Par ailleurs, la titulaire du MEF a indiqué que le gouvernement ne va pas acheter sur le marché international 300 000 sacs de riz comme le font croire les rumeurs. Cependant, a-t-elle précisé « dans le cadre des accords de coopération et d'aide alimentaire avec des pays, le Japon va envoyer en Haïti 288 000 sacs de 30 kilos. Comme d'habitude, ce don sera commercialisé par le Bureau de monétisation et l'argent servira à des programmes de développement».

 D'autres mesures ponctuelles et à moyen terme pour aider la population

D'abord, le gouvernement va rendre plus disponibles les produits alimentaires à travers des cuisines mobiles et le programme « Ti manman cheri » pour les petites bourses et les plus vulnérables, a annoncé le ministre du Commerce et de l'Industrie. Ensuite, les autorités vont mettre sur le marché 300 000 sacs de riz qui seront vendus à des distributeurs locaux. « Ce riz diminuera la pression sur le marché local en augmentant l'offre. L'Etat s'assurera que le prix ne dépasse pas un certain montant », a expliqué sur Radio Magik 9 Wilson Laleau.

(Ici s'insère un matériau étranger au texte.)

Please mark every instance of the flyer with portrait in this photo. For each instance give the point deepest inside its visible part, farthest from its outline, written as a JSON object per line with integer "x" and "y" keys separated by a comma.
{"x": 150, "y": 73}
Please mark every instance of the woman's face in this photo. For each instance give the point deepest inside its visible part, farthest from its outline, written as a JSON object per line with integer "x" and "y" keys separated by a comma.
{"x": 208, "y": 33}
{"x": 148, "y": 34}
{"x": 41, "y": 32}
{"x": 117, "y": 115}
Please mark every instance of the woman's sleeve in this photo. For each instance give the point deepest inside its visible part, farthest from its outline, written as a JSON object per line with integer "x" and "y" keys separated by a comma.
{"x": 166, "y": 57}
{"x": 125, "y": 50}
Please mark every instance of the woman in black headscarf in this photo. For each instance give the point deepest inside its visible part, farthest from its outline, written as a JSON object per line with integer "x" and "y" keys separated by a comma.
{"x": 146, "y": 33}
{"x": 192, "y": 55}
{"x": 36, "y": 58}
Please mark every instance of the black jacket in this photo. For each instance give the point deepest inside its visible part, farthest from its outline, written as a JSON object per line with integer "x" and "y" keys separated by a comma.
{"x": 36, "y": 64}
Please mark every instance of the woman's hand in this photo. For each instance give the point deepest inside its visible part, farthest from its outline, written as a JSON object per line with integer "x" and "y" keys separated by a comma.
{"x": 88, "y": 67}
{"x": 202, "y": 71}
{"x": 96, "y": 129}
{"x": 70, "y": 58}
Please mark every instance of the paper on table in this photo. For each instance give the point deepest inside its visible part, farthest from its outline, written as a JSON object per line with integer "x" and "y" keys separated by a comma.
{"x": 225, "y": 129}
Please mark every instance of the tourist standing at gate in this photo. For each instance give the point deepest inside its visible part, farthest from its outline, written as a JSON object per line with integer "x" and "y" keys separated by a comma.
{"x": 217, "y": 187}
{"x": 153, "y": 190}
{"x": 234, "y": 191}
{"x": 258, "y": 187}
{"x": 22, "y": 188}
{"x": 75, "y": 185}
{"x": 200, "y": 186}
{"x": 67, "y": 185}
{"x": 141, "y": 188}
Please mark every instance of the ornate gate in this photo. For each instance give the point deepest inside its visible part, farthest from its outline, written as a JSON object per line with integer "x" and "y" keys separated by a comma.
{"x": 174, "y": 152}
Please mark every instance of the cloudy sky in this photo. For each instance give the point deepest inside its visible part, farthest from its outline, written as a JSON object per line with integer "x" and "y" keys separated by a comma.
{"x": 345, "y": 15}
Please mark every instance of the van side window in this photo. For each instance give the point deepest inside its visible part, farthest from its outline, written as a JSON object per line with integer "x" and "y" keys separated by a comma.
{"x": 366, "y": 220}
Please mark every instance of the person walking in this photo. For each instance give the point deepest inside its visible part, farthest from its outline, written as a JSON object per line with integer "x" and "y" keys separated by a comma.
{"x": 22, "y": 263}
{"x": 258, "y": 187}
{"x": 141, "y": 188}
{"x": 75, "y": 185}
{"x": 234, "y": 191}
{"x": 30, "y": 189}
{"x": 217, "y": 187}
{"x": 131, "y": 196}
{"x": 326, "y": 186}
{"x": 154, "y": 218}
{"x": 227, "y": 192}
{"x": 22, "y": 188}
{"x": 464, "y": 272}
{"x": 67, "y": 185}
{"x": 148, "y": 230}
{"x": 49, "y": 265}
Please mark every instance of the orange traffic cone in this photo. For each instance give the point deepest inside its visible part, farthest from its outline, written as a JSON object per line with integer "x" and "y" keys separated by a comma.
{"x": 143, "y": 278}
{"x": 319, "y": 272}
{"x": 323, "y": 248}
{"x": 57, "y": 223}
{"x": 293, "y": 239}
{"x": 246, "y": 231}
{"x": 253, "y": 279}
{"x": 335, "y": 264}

Selon le ministre du Commerce, il n'y a pas réellement un manque de riz sur le marché local. Certains distributeurs et importateurs  ont stocké ce produit, ce qui occasionne une rareté et fait grimper les prix. Dans certains cas, des importateurs font des bénéfices qui dépassent la mesure. L'Etat veut aussi intervenir à ce niveau pour apporter des correctifs.

Une fois passée l'étape de la stabilité des prix du riz sur le marché, Wilson Laleau a fait savoir que le gouvernement va intervenir dans la production agricole pour réduire la dépendance alimentaire du pays. Selon lui, les autorités vont accompagner les planteurs lors de la prochaine saison agricole. « Environ 120 millions de gourdes ont été mises à la disposition du ministère de l'Agriculture pour l'achat de semences, pour faire le curage des canaux d'irrigation, le drainage, entre autres. Ensuite s'exécutera un grand programme d'infrastructures agricoles qui consistera à revitaliser un ensemble d'espaces propices à l'agriculture pour un milliard de dollars… »

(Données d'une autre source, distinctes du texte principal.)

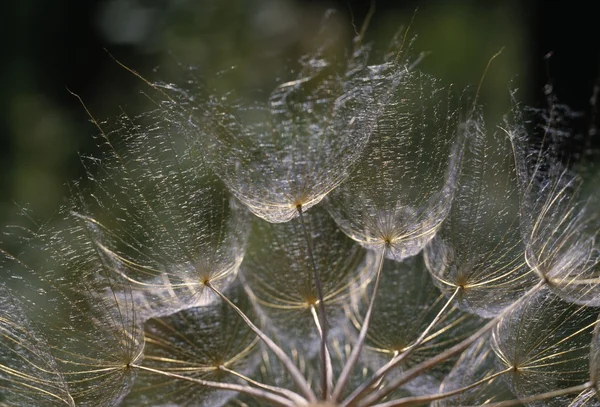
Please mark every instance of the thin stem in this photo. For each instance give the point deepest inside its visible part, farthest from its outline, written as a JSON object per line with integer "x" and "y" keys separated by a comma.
{"x": 260, "y": 393}
{"x": 543, "y": 396}
{"x": 281, "y": 355}
{"x": 345, "y": 375}
{"x": 323, "y": 314}
{"x": 329, "y": 370}
{"x": 409, "y": 401}
{"x": 369, "y": 386}
{"x": 299, "y": 400}
{"x": 441, "y": 357}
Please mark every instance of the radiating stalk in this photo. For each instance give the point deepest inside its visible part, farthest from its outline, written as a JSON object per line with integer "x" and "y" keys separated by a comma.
{"x": 367, "y": 386}
{"x": 296, "y": 398}
{"x": 329, "y": 371}
{"x": 281, "y": 355}
{"x": 441, "y": 357}
{"x": 345, "y": 375}
{"x": 325, "y": 372}
{"x": 418, "y": 400}
{"x": 259, "y": 393}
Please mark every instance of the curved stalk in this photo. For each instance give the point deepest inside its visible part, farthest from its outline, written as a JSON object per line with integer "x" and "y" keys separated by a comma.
{"x": 417, "y": 400}
{"x": 299, "y": 400}
{"x": 281, "y": 355}
{"x": 329, "y": 371}
{"x": 259, "y": 393}
{"x": 326, "y": 371}
{"x": 441, "y": 357}
{"x": 345, "y": 375}
{"x": 397, "y": 359}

Toujours à moyen terme, le gouvernement va mettre de l'ordre dans la question de tarifs douaniers. Une commission interministérielle a été mise sur pied en ce sens par le président de la République.

 Il faut souligner que les 300 000 sacs de riz que va envoyer le Japon en Haïti la semaine prochaine représentent entre huit et neuf tonnes alors que nous importons environ 40 000 tonnes  de riz chaque mois.